Флорентиец тихо слушал мою пылкую речь; его глаза ласково мне улыбались, но на лице его я заметил налёт грусти и сострадания.
— Я очень счастлив, мой дорогой друг, что ты так оценил моё присутствие возле тебя и нашу встречу, — сказал он, положив мне руку на голову. — Это доказывает редкую в людях черту благодарности в тебе. Но не горячись. Если сознание твоё расширилось за эти дни, то, несомненно, и сердце твоё должно раскрыться. Должны стереться в нём, как и в мыслях, какие-то условные грани. Ты должен теперь по-новому смотреть на каждого человека, ища в нём не того, что сразу и всем видно, не броских качеств ума, красоты, остроумия или злых свойств, а той внутренней силы и доброты сердца, которые только и могут стать светом во тьме для всех окружающих, среди их предрассудков и страстей. И если хочешь нести свет и свободу людям в пути, — начинай всматриваться в них по-новому. Начинай бдительно распознавать разницу между мелким, случайным в человеке и его великими качествами, родившимися в результате его трудов, борьбы и целого ряда побед над самим собою. Начинай сейчас, а не завтра. Отойди от предрассудка, что человек тот, чем он кажется, и суди о нём только по его поступкам, стараясь всегда встать в его положение и найти ему оправдание. Оба моих друга знают мало твоего брата и так же мало знают Наль. Но как только Али намекнул им месяц назад о возможности происшедшей сейчас развязки, они оба оставили все свои дела, ждали зова и приехали помогать Али точно так же, как и я. Попробуй первый раз в жизни взглянуть в их лица иначе. Пусть любовь к брату будет тебе ключом к новому пониманию сердца человека. Прочти с помощью этого ключа ту силу преданной любви, что единит всех людей, без различия наций, религий, классовой розни. Подойди к ним впервые как к людям, цвет крови которых тоже красный, как и у тебя.

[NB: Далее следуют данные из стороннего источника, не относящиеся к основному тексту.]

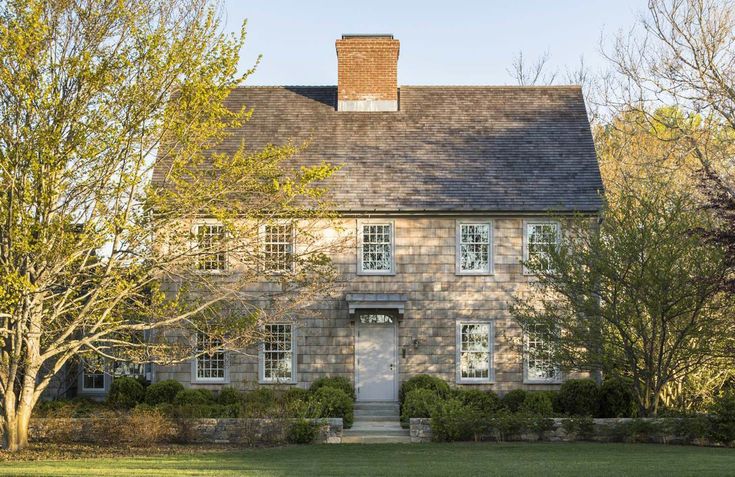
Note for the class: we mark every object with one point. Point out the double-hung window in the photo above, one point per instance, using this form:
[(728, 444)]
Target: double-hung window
[(210, 364), (277, 354), (474, 352), (474, 248), (376, 254), (278, 248), (538, 238), (209, 247), (539, 364), (93, 374)]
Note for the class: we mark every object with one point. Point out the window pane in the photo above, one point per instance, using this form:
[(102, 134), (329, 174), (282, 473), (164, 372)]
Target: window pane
[(278, 248), (377, 253), (474, 247), (209, 238), (277, 356), (474, 350), (539, 358), (210, 359)]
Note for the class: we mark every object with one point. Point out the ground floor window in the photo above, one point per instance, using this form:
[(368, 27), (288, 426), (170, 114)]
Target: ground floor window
[(276, 360), (93, 373), (539, 364), (474, 352), (210, 359)]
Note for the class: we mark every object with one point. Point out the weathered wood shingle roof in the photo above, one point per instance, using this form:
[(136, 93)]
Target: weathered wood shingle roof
[(448, 149)]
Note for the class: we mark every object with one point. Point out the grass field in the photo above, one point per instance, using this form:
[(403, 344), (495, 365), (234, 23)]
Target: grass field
[(461, 459)]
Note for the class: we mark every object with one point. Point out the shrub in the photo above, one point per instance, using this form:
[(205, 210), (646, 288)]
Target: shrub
[(452, 420), (616, 398), (260, 402), (419, 403), (579, 427), (125, 393), (537, 404), (193, 396), (145, 426), (337, 382), (161, 392), (723, 418), (302, 432), (578, 397), (229, 396), (424, 381), (333, 402), (513, 400), (486, 403), (295, 394)]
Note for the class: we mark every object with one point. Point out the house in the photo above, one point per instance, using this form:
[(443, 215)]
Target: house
[(446, 190)]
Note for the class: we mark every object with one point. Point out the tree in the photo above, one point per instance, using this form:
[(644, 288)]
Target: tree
[(93, 257), (684, 56), (641, 297)]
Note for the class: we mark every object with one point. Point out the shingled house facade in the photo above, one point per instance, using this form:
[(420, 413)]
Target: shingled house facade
[(445, 191)]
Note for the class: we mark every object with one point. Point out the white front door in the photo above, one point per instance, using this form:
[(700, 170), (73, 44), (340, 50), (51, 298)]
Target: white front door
[(375, 355)]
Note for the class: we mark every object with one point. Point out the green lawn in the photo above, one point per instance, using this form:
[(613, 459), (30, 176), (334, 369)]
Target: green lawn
[(463, 459)]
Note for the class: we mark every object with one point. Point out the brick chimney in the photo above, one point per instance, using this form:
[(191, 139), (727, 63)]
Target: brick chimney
[(367, 73)]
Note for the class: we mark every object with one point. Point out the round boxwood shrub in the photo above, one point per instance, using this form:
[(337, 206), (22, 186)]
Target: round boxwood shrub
[(513, 400), (162, 392), (194, 397), (295, 394), (337, 382), (229, 396), (419, 403), (333, 402), (616, 398), (578, 397), (302, 432), (485, 402), (125, 393), (424, 381), (538, 404)]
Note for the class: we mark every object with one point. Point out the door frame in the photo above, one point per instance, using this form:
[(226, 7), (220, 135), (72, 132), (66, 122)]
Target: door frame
[(394, 315)]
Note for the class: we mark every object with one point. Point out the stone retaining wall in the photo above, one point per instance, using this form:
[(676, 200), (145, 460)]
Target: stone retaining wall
[(201, 431), (603, 430)]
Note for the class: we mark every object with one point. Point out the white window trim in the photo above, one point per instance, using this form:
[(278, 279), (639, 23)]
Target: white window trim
[(526, 380), (194, 245), (293, 247), (528, 222), (261, 359), (195, 379), (105, 381), (458, 355), (491, 249), (392, 224)]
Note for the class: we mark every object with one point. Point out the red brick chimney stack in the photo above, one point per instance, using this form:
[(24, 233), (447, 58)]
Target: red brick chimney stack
[(367, 76)]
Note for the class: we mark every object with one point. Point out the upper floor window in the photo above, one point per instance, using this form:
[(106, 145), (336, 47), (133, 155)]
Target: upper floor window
[(538, 237), (474, 248), (278, 248), (210, 363), (209, 238), (277, 354), (474, 352), (539, 364), (376, 248)]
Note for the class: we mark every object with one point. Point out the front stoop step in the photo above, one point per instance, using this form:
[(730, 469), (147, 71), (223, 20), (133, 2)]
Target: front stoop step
[(376, 422)]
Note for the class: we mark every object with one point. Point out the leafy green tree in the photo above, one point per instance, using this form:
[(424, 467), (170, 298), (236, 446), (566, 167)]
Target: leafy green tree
[(93, 258), (641, 295)]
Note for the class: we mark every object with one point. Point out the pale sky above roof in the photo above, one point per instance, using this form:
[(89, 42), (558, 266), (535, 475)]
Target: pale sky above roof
[(453, 43)]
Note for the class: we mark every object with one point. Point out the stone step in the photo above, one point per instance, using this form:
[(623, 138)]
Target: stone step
[(376, 439), (376, 432), (378, 417)]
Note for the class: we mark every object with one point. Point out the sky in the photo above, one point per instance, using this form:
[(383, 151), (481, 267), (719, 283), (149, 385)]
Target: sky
[(455, 42)]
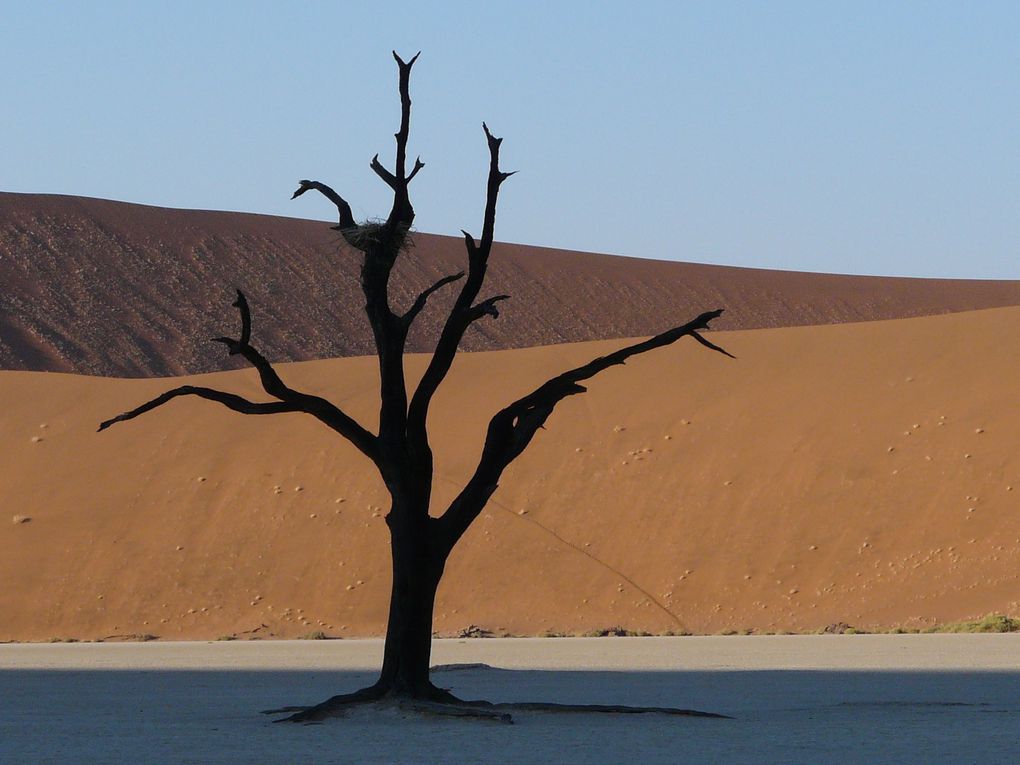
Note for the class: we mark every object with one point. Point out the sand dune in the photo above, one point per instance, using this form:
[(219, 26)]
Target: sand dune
[(865, 473), (113, 289)]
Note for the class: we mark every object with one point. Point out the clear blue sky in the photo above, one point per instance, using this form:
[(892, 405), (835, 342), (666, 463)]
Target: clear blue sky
[(867, 138)]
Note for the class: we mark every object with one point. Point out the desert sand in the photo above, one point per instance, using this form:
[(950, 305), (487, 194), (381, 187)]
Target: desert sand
[(860, 699), (864, 473), (106, 288)]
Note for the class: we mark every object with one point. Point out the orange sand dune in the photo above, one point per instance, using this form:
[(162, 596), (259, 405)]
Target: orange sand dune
[(866, 473), (106, 288)]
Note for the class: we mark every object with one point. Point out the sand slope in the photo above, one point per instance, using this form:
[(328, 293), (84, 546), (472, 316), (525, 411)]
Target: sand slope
[(858, 472), (107, 288)]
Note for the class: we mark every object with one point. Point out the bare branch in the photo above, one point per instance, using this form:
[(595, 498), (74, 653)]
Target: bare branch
[(487, 307), (236, 346), (418, 164), (230, 400), (290, 400), (343, 208), (419, 304), (463, 311), (384, 173), (712, 346), (512, 428)]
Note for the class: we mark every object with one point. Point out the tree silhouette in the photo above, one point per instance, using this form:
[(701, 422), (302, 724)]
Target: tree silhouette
[(420, 543)]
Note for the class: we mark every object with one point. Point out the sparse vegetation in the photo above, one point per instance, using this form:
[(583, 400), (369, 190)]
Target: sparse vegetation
[(990, 623), (318, 634)]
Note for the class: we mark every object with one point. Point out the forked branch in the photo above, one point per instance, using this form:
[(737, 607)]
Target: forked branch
[(230, 400), (464, 311), (289, 399), (512, 428), (419, 303)]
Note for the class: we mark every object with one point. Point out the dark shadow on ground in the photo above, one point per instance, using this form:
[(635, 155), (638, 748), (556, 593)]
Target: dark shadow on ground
[(185, 716)]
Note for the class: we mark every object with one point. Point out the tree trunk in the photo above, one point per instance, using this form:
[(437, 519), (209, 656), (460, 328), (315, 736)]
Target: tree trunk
[(417, 568)]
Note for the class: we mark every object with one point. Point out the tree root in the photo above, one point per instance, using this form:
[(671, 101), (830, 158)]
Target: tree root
[(443, 704)]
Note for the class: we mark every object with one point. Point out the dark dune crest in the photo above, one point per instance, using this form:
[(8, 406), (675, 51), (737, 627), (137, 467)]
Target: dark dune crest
[(113, 289)]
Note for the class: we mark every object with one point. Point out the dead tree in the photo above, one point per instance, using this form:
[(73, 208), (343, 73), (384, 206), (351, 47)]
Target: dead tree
[(420, 543)]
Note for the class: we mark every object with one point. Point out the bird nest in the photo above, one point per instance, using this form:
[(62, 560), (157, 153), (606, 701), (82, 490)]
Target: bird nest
[(373, 234)]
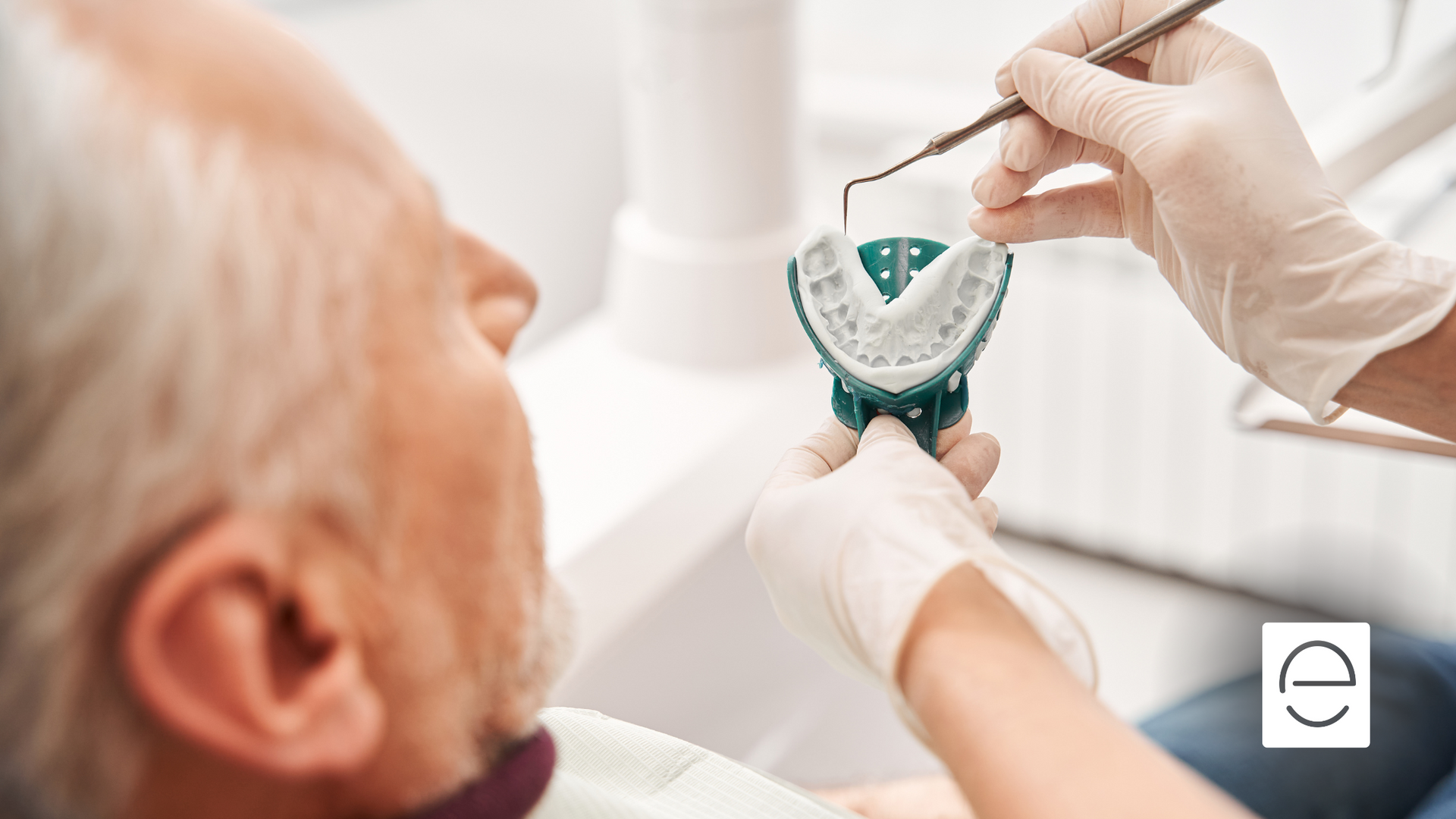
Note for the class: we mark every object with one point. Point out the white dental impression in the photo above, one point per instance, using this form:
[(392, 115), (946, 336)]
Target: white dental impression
[(910, 340)]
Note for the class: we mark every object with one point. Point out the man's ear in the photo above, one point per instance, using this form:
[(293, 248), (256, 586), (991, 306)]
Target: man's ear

Он обнял меня, сказал, что с Сандра Кон-Анандой он уже пил кофе в вагоне-ресторане, а теперь мне надо проявить вежливость к другому гостю и предложить ему свои услуги спутника и гида. Грека зовут Иллофиллион. Он говорит по-русски плохо и очень стесняется говорить на этом языке в непривычной обстановке.
— Побори свою застенчивость, — прибавил Флорентиец, — вспомни, как я вёл тебя за руку в трудные минуты. Вообрази, что для него это тоже минуты неприятные, и облегчи ему их. Он отлично владеет немецким. Если тебе надоест его затруднённая русская речь, ты можешь заставить его рассказать по-немецки много интересного из его студенческих лет. Он окончил естественный факультет в Гейдельберге и математический в Лондоне.
С этими словами он предложил мне скорее привести себя в полный порядок, достал мне из саквояжа кепи вместо панамы, и… я вздохнул и отправился знакомиться с греком, не менее застенчивым, чем я сам.
За свои двадцать лет я не очень часто бывал в обществе. Четырнадцать лет я прожил неотлучно с братом, под руководством которого проходил программу гимназии. Я разделял его кочевую жизнь, был с ним даже в Р-ском походе. Но когда брату пришлось перевестись с полком в далёкую Азию, он решил отдать меня в гимназию в Петербурге, где у нас была тётка. Он надеялся, что, быть может, удастся поместить меня у нее. Но старая чванливая дама не пожелала иметь такого замухрышку своим компаньоном в повседневной жизни, — и брату пришлось выбрать гимназию с интернатом.
На экзаменах — я держал в шестой класс — мои познания поразили учителей. Я выдержал языки и математику блестяще. Сочинением на тему о сказке в произведениях великих писателей я их всех сразил. Они дали мне тему из русской литературы, я же понял её как тему в мировой литературе, и навалял со свойственным мне азартом столько, что бумаги мне не хватило. На просьбу дать мне еще бумаги учитель с удивлением сказал, что за всю его жизнь ему встретилось впервые, чтобы ученику не хватило бумаги, отпущенной на черновик и на переписку набело.
Подошедшему в эту минуту директору он показал мою работу, сказав, что вот уже три часа, как я пишу почти не отрываясь. Директор взял мои листы, стал читать, прочел почти целый лист и спросил, пристально на меня поглядев:
— Вы сын писателя?
— Нет, — ответил я, — я сын своего брата.
Увидев полное изумление на лицах директора и учителя, который едва сдерживался, чтобы не прыснуть со смеху, я смешался и быстро пробормотал:
— Простите, господин директор. Я сказал, конечно, несуразицу. Я хотел сказать, что не помню ни отца, ни матери. А как себя помню, — всё меня воспитывал и учил брат: и я привык видеть в нём отца. Вот потому-то я так нелепо и выразился.